Entonces, ¿qué implican la modernidad y la posmodernidad en términos de la pertenencia e identidad territorial? De acuerdo con el sociólogo funcionalista Talcott Parsons (1970), en el proceso de tránsito hacia la modernidad, las motivaciones y orientaciones de los actores sociales evolucionan siguiendo uno de los polos de lo que denominaba variables-pauta típicas de toda sociedad. Una de ellas tiene que ver con qué criterios utiliza el actor para evaluar contextos (sujetos/objetos) y oscila entre el polo de las orientaciones «particularistas» de las sociedades tradicionales y el polo de las orientaciones «universalistas» de las modernas. Lo particular se refiere a lo fuertemente ligado a motivos personales, mientras que lo universal apunta a que el actor recurre a un marco general aceptado y legitimado por el colectivo social. En términos territoriales, esto se traduce en un tránsito de orientaciones «localistas» hacia orientaciones «cosmopolitas». Es decir, en las sociedades modernas, el actor social deja de orientarse o sentirse parte de localidades próximas y pasa a identificarse con territorios de mayor extensión o nivel de cobertura, se va convirtiendo en un «ciudadano de la nación o el mundo». En términos actuales, se podría decir que Parsons aludía a que las personas se hacían más globales y menos locales.

Diversas investigaciones, sin embargo, cuestionan la validez de este tránsito. Los estudios tienden a mostrar que las personas con una orientación territorial más cosmopolita, normalmente, son individuos con dificultades de integración social.
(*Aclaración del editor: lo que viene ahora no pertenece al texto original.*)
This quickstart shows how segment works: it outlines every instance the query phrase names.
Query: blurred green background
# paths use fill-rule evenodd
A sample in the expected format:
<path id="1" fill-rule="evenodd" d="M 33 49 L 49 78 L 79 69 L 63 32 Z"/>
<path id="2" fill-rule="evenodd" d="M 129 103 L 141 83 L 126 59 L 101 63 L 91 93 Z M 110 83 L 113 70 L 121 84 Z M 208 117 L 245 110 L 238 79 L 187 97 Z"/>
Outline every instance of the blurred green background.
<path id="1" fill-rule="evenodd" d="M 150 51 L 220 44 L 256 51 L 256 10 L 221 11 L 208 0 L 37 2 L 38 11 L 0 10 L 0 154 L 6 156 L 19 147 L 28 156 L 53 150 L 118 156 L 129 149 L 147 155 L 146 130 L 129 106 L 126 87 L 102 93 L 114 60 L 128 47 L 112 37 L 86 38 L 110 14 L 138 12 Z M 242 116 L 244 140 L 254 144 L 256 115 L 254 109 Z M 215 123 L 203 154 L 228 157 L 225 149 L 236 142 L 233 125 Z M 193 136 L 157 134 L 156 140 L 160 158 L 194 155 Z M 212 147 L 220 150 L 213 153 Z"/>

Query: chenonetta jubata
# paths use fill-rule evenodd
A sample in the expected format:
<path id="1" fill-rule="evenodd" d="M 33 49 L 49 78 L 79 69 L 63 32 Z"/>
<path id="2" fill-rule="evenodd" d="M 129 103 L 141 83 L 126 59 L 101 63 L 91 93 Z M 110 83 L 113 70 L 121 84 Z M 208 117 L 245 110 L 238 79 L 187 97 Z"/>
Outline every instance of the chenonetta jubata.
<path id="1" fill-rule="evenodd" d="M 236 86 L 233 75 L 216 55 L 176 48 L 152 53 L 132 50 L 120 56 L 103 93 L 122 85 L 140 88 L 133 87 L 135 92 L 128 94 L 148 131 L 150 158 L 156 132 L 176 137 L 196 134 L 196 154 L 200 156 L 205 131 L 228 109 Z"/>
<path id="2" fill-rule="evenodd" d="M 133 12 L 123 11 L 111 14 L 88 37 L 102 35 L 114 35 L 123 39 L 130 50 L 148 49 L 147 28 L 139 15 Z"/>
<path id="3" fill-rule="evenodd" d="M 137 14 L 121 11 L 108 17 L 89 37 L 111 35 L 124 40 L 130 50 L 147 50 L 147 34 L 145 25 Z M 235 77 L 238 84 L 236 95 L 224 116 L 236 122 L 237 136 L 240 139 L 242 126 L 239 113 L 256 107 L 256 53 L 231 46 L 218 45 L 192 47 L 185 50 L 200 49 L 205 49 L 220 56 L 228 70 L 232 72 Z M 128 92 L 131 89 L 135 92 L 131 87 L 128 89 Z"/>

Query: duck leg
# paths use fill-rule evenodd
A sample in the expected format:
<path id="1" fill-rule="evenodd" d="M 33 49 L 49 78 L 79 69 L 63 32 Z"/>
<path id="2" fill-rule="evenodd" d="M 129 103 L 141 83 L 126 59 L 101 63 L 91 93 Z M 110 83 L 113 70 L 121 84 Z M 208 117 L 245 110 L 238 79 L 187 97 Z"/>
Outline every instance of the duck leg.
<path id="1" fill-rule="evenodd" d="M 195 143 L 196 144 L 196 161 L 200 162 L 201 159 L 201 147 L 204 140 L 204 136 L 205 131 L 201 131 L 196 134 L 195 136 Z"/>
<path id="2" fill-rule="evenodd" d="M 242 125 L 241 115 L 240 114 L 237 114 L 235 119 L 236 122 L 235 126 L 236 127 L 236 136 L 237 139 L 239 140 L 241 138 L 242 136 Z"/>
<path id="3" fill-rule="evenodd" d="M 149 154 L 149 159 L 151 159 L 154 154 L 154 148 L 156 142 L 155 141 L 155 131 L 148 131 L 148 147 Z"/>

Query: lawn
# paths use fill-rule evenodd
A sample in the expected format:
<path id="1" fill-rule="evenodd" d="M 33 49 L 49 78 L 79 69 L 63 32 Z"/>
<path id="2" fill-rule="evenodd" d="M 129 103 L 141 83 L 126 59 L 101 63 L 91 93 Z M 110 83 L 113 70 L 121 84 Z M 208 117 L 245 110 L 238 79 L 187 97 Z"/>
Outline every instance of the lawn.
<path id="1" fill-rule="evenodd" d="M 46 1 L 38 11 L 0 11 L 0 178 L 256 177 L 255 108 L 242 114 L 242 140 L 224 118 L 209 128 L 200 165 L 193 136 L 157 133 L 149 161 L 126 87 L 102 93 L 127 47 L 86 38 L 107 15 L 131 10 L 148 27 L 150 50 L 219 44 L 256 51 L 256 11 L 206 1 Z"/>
Su desapego por lo local no es producto del cambio en las percepciones territoriales, sino más bien de cierta incapacidad de relacionarse e integrarse a los demás. Por el contrario, en la mayoría de las investigaciones realizadas, en las cuales los actores sociales jerarquizan la importancia relativa de los diversos territorios a los que pertenecen, la tendencia es a asignar más importancia a lo local, en comparación con lo nacional o supranacional (Gubert, 2005; Castells, 2003). Las explicaciones tras estas respuestas y manifestaciones serán examinadas más adelante, pero una de las principales razones se encuentra en los procesos que llevan a diferenciar un sitio de lo que es un lugar.

El concepto de lugar es utilizado por las ciencias sociales para definir un espacio que ha sido dotado de significados personales y, por lo general, se expresa en el grado de «apego al lugar» –place attachment, en inglés– (Smaldone et al., 2008). El apego, según Smaldone et al., se expresa vía dos aspectos principales: (a) la dependencia, que se mide de acuerdo con la percepción del actor de cuán fuerte es su asociación con un lugar (por ejemplo, cómo responde a sus diversas necesidades), fortaleza que puede compararse con respecto a otros lugares; y (b) la identidad, que se refiere a los aspectos emocionales del apego a un lugar e incluye cogniciones sobre el mundo físico, memorias, ideas, valores, actitudes, significados, entre otros. La dependencia tiende a reflejar más los aspectos funcionales del lugar, mientras que la identidad se acerca a lo afectivo y emotivo. Ambos aspectos se ven fortalecidos con la variable del tiempo, sea el vivido o relacionado con un lugar en particular. El marco temporal es uno de los aspectos fundamentales detrás del apego.